Periodic Reporting for period 4 - FASTPARSE (Fast Natural Language Parsing for Large-Scale NLP)
Période du rapport: 2021-08-01 au 2022-07-31
Since most of this circulating information is in the form of written or spoken human language, natural language processing (NLP) technologies are a key asset for this crucial goal. NLP can be used to break language barriers (machine translation), find required information (search engines, question answering), monitor public opinion (opinion mining), or digest large amounts of unstructured text into more convenient forms (information extraction, summarization), among other applications.
These and other NLP technologies rely on accurate syntactic parsing to extract or analyze the meaning of sentences. Unfortunately, state-of-the-art parsing algorithms existing before this project had high computational costs, processing less than a hundred sentences per second on standard hardware. While this was acceptable for working on small sets of documents, it was clearly prohibitive for large-scale processing, and thus constituted a major roadblock for the widespread application of NLP.
The goal of this project was to eliminate this bottleneck by developing fast parsers that are suitable for web-scale processing. To do so, FASTPARSE aimed to improve the speed of parsers on several fronts: by avoiding redundant calculations; by applying cognitively-inspired models; and by exploiting regularities in human language to find patterns that the parsers can exploit to reduce the search space and operate faster.

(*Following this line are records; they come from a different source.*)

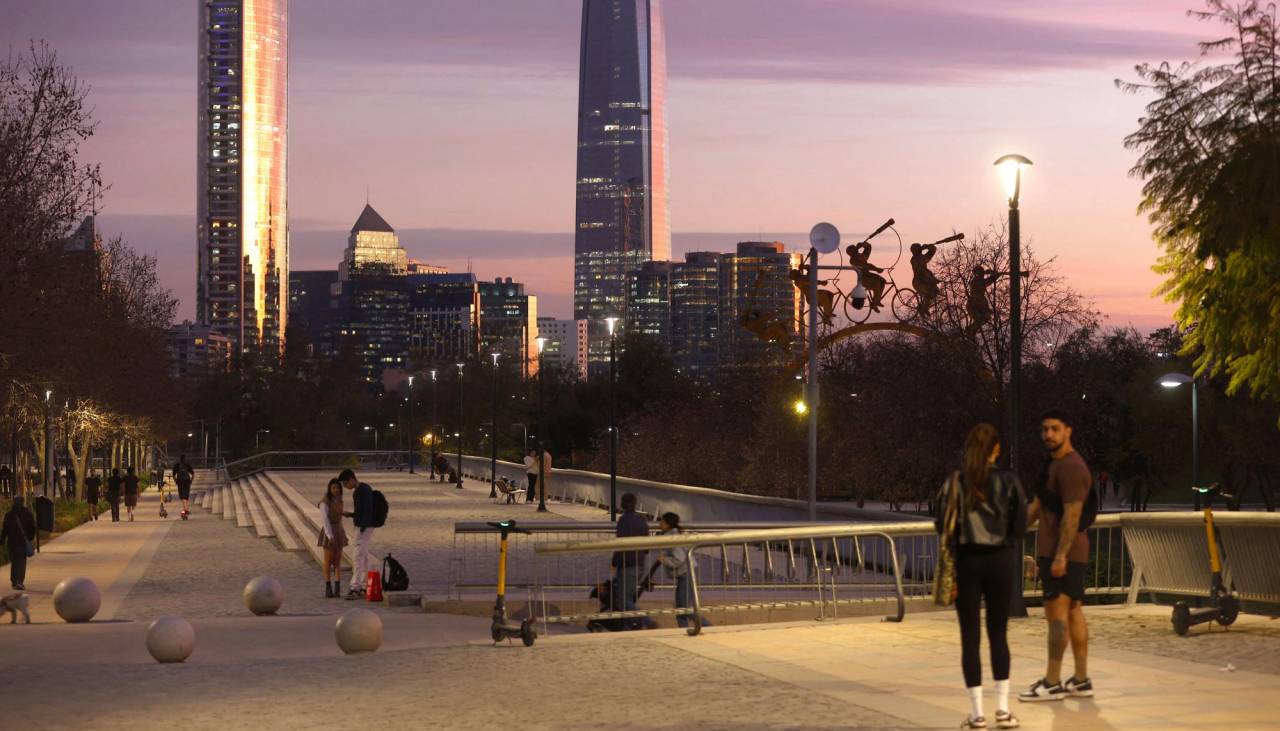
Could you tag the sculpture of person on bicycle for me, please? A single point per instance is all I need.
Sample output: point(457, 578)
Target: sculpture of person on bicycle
point(923, 281)
point(978, 305)
point(859, 260)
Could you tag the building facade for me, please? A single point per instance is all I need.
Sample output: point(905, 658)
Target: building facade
point(373, 247)
point(197, 351)
point(565, 345)
point(508, 324)
point(622, 202)
point(241, 169)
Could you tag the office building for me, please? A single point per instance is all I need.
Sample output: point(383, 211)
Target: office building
point(565, 345)
point(621, 213)
point(241, 169)
point(508, 324)
point(373, 247)
point(196, 351)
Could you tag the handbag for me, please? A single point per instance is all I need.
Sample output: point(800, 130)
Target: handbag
point(945, 588)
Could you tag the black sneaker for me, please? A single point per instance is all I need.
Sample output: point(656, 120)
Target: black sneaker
point(1042, 690)
point(1078, 688)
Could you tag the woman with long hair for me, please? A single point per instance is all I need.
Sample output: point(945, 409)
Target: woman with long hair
point(988, 514)
point(332, 539)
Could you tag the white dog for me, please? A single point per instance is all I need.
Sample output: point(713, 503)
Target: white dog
point(14, 603)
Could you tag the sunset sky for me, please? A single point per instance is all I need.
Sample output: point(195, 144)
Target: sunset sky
point(458, 118)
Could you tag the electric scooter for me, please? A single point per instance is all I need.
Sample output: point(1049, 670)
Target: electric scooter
point(1224, 607)
point(502, 626)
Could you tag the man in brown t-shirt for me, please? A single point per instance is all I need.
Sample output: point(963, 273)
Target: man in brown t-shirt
point(1063, 552)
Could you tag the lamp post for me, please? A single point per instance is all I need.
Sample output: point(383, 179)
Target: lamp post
point(435, 417)
point(1011, 169)
point(412, 437)
point(493, 435)
point(461, 428)
point(613, 419)
point(542, 466)
point(1174, 380)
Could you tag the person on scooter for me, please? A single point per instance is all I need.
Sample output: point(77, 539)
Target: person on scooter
point(1063, 551)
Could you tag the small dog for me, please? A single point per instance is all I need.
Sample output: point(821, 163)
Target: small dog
point(14, 603)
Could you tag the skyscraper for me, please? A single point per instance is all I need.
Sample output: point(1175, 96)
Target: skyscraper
point(621, 219)
point(242, 210)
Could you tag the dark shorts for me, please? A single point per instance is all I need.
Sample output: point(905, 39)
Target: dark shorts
point(1070, 583)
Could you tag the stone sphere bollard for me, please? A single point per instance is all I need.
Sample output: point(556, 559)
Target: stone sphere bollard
point(170, 639)
point(264, 595)
point(77, 599)
point(359, 631)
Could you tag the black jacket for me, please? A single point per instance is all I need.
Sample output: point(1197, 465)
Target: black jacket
point(17, 529)
point(1000, 520)
point(362, 502)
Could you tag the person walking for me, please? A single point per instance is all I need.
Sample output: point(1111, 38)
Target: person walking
point(531, 474)
point(92, 492)
point(131, 490)
point(627, 565)
point(1063, 554)
point(114, 487)
point(17, 531)
point(333, 538)
point(680, 565)
point(183, 474)
point(983, 516)
point(362, 517)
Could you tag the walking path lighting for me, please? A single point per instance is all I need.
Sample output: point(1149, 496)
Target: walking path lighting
point(613, 419)
point(1011, 173)
point(461, 428)
point(1176, 380)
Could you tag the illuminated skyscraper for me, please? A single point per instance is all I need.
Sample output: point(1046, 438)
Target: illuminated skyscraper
point(621, 215)
point(241, 204)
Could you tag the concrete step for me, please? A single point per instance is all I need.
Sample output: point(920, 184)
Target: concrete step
point(311, 512)
point(257, 517)
point(229, 502)
point(283, 533)
point(242, 516)
point(302, 528)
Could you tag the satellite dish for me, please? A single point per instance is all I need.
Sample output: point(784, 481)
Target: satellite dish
point(824, 238)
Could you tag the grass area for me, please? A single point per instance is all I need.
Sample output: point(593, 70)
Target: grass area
point(67, 515)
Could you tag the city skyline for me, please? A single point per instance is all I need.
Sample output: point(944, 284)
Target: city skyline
point(772, 140)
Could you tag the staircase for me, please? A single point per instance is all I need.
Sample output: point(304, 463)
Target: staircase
point(270, 507)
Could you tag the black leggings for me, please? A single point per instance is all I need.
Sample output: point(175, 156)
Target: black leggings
point(984, 572)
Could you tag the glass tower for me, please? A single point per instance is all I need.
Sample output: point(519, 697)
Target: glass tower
point(621, 219)
point(241, 204)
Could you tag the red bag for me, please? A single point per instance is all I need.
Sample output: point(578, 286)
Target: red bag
point(374, 586)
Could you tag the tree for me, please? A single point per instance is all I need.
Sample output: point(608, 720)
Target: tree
point(1210, 155)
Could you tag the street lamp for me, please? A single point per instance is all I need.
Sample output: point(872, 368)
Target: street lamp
point(412, 438)
point(613, 419)
point(1175, 380)
point(435, 419)
point(542, 465)
point(1011, 172)
point(493, 439)
point(461, 429)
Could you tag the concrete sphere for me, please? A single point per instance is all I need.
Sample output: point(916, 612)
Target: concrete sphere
point(359, 631)
point(264, 595)
point(77, 599)
point(170, 639)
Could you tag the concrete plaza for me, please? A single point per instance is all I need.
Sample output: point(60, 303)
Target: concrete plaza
point(442, 671)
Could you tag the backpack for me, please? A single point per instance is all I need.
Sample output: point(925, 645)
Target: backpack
point(394, 578)
point(380, 508)
point(1054, 502)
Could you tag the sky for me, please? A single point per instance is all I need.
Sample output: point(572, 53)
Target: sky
point(457, 118)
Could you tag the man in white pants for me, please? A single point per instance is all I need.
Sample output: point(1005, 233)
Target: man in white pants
point(361, 515)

The goal was achieved, as FASTPARSE developed parsers for multiple syntactic formalisms and languages that operate in the range of a thousand sentences per second on consumer hardware while keeping high accuracy, even for hard to parse languages that require expressive syntactic representations; and thus can be used to power all kinds of web-scale NLP applications.
- Quantitative studies of various statistical and syntactic factors that affect the difficulty and speed of computer parsing of human languages.
- Novel techniques for greedy transition-based parsing (the fastest family of parsing models previously available), including new dynamic oracles to increase accuracy without affecting speed, non-monotonic parsing techniques, semantic parsing models, and techniques to reduce the number of actions needed to parse a sentence.
- New architectures making exact inference for non-projective transition-based parsing (a highly accurate and flexible method for parsing) practically feasible for the first time. Previously, the computational requirements of known algorithms made these techniques too slow to be usable in practice.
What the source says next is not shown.